Pemkab Kulon Progo belum menutup objek wisata

id Objek wisata,Kulon Progo

Pemkab Kulon Progo belum menutup objek wisata

Objek wisata Kebun Teh Nglinggo di Kabupaten Kulon Progo. (Foto ANTARA/Sutarmi)

Kulon Progo (ANTARA) - Pemerintah Kabupaten Kulon Progo, Daerah Istimewa Yogyakarta, belum menutup objek wisata yang dikelola pemerintah dengan alasan sudah tidak ada wisatawan yang berkunjung.

Objek wisata yang dikelola pemerintah kabupaten, yakni Pantai Congot, Pantai Trisik, Pantai Glagah, Waduk Sermo, Gua Kiskendo, dan Puncak Suroloyo.

"Berdasarkan laporan, objek wisata yang dikelola pemerintah kabupaten sudah tidak ada wisatawan yang berkunjung. Penutupan menunggu situasi yang berkembang," kata Kepala Pelaksana Gugus Tugas Penanganan COVID-19 Kulon Progo Astungkara di Kulon Progo, Minggu.

Ia mengingatkan petugas retribusi untuk menegur wisatawan yang masih nekad berkunjung ke objek wisata. Penyadaran untuk tetap di rumah selama status tanggap darurat bencana COVID-19 menjadi tanggung jawab semua pihak.

"Kami minta petugas menegur wisatawan yang berkunjung. Kami juga meminta gugus tugas yang ada di setiap desa untuk lebih meningkatkan sosialisasi kepada masyarakat supaya tidak berpergian bila tidak ada kepentingan mendesak," katanya.

Astungkara juga mengatakan objek wisata yang dikelola masyarakat secara mandiri sudah ditutup. Bencana COVID-19 memang sangat berdampak pada sektor pariwisata. Namun demikian, ia optimistis sektor pariwisata akan pulih setelah badai COVID--19 selesai.

"Kita berdoa, semoga bencana COVID-19 segera dapat diatasi dan kegiatan bisa pulih kembali," katanya.

Sementara itu, Humas Bukit Wisata Pule Payung Eko Purwanto mengatakan Bukit Wisata Pule Payung telah menghentikan seluruh aktivitas wisata per  21 Maret sampai 3 April mendatang.

"Penutupan ini sebagai bentuk dukungan kami terhadap program pemerintah untuk memutus rantai penyebaran COVID-19," ujar Eko Purwanto.

Keputusan menutup Bukit Wisata Pule Payung menurut Eko sangat berat karena dipastikan pengelola bakal merugi hingga ratusan juta rupiah.

Eko menerangkan, dalam sehari pendapatan yang diperoleh obyek wisata ini bisa mencapai Rp9 juta, itu sudah termasuk tiket, wahana dan penjualan kuliner atau suvenir.

Penutupan ini juga dipastikan berdampak terhadap hajat hidup warga sekitar yang bekerja di obyek wisata tersebut.

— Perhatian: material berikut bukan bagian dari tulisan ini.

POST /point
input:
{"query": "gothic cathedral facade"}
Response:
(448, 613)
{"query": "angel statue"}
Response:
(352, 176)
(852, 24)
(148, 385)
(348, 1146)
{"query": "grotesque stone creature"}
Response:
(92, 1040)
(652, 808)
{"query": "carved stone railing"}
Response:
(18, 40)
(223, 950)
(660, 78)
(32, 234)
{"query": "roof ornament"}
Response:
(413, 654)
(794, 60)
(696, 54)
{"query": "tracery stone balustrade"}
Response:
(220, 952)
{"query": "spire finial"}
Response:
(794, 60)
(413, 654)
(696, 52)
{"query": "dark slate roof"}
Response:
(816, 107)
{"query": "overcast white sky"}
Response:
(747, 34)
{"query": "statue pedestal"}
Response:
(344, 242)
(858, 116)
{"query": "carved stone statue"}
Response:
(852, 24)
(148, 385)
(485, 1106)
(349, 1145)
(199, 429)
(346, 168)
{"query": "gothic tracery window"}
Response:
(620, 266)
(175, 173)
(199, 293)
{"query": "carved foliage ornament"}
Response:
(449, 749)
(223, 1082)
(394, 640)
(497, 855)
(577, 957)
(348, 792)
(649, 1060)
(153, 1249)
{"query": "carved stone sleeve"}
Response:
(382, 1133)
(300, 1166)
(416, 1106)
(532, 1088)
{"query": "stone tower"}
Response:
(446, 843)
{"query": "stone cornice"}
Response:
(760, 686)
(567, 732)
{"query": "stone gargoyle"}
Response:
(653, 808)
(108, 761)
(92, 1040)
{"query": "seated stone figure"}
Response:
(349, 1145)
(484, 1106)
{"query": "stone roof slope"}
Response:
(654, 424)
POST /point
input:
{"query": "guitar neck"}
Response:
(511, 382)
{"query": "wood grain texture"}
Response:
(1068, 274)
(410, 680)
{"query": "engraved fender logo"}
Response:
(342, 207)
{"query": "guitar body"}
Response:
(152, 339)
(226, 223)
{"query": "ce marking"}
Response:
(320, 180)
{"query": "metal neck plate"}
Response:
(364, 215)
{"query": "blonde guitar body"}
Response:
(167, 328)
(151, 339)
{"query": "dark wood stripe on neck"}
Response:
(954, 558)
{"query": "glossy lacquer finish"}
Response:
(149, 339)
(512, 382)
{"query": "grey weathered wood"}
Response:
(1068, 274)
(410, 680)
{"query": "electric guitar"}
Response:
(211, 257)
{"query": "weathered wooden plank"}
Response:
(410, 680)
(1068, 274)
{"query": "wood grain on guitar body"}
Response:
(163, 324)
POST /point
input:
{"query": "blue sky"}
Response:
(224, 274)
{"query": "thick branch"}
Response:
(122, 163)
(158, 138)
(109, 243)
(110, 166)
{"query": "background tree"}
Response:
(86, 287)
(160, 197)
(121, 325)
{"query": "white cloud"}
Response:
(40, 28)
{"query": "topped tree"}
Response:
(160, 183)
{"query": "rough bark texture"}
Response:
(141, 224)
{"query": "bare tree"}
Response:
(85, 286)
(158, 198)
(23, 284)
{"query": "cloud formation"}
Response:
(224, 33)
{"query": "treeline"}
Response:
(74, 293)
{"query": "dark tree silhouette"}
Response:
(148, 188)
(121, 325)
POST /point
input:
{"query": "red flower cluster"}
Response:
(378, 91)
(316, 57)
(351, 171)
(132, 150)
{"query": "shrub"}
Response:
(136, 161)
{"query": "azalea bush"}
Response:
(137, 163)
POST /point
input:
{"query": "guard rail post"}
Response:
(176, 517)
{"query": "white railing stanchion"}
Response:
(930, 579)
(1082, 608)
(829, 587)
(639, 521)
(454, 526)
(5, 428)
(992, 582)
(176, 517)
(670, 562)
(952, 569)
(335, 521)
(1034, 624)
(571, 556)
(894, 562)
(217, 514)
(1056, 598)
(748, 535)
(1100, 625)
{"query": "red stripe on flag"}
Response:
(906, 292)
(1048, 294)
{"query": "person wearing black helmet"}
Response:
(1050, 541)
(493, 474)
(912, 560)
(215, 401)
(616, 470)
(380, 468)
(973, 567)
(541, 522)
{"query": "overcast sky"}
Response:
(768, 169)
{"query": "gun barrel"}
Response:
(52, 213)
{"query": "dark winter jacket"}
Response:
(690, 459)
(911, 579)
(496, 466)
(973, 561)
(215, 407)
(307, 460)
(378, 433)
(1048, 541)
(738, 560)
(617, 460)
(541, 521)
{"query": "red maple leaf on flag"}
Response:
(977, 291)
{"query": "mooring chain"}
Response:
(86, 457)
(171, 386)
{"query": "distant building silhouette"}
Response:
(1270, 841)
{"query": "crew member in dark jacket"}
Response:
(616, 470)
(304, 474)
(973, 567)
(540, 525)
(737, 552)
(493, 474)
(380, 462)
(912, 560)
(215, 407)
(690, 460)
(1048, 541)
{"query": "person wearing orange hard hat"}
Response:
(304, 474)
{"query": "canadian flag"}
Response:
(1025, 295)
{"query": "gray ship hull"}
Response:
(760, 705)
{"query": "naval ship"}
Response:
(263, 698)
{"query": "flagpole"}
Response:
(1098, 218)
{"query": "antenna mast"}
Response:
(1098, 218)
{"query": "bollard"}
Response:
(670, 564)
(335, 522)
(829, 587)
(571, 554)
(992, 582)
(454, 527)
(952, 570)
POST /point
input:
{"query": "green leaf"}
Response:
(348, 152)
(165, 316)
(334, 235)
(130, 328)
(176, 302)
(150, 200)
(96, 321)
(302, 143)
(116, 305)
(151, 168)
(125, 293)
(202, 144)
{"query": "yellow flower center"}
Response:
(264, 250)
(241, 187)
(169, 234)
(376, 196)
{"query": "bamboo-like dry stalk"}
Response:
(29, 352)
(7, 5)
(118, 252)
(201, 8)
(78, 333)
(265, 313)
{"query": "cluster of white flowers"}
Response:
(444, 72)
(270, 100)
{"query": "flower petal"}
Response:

Terlebih kata Eko, tak semua karyawan memiliki pekerjaan sampingan sehingga praktis pendapatan mereka selama Pule Payung ditutup akan tersendat.

"Mayoritas nganggur mas, karena mau kerja juga tidak ada, kecuali mereka karyawan yang punya ternak dan penderes tetap masih ada pendapatan, dan rata-rata punya pinjaman bank, nah ini yang bikin pusing," katanya.

Ia pun berharap, situasi bisa kembali normal sehingga Pule Payung dapat beroperasi seperti sedia kala. Dia juga mengharapkan ada bantuan dari pemerintah berupa promosi wisata khususnya wisata berbasis masyarakat. "Sehingga imbas dari pandemi ini segera tergantikan," kata Eko.